Table 4.5.1 outlines the supplies that would be a desirable addition to the standard supplies of an operating theater.
|Autoclaved furniture foam, 1-in. thickness|
|Tulle gauze with or without chlorhexidine|
|Vicryl sutures 3/0, 4/0 (curved cutting needle)|
|Silk sutures (for bolster tie-over stitch) 1/0|
|7.5% sodium bicarbonate injection—2 × 10-mL vials|
|Epinephrine 1 in 1000—1 ampule|
|Lidocaine 2%—1 × 30-mL vial|
|Ringer’s lactate/normal saline solution—500 mL|
|Plaster of paris/fiberglass rolls, 3-in./6-in.|
|Large dressing gauze|
|Cotton bandage rolls, 3 in./6 in.|
The major anesthetic concerns in patients with face, head, and neck burn contractures are airway patency and distortion of normal anatomy.
Post-burn scar contractures of the neck produce extension restrictions varying from mild to very severe flexion contractures. This poses intubation difficulties and is the major anesthetic concern. The problem is not only in the severe limitation of extension but also in the associated facial burns producing microstomia, limiting access to the larynx and trachea. Additionally, the contracting forces of the healing burn wound tend to bring about deformities in the normal laryngo-tracheal anatomy and thereby further cause difficulty in intubation.
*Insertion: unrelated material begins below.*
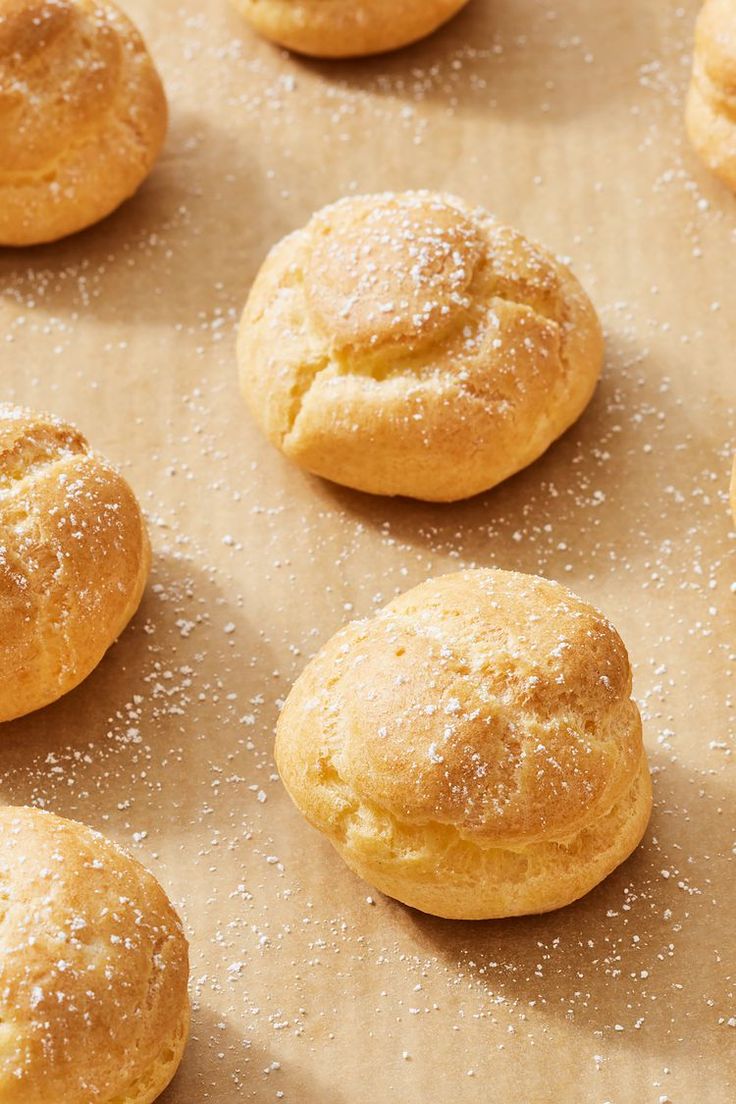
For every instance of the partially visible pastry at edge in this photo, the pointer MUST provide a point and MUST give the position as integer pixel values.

The availability of fiber-optic bronchoscopes has overcome the problem in centers where they are available, but in others, the practice is quite different. Although blind nasal intubation is still practiced in some centers, the most common practice is to divide the contracture under a local anesthetic with or without associated ketamine anesthesia. The adequate release of contracture is followed by endotracheal intubation and the formal reconstructive procedure.
Agarwal preferred to complete the reconstruction under tumescent and ketamine anesthesia with good results. The author advocates the use of a laryngeal mask as an alternative to intubation for the entire reconstructive procedure.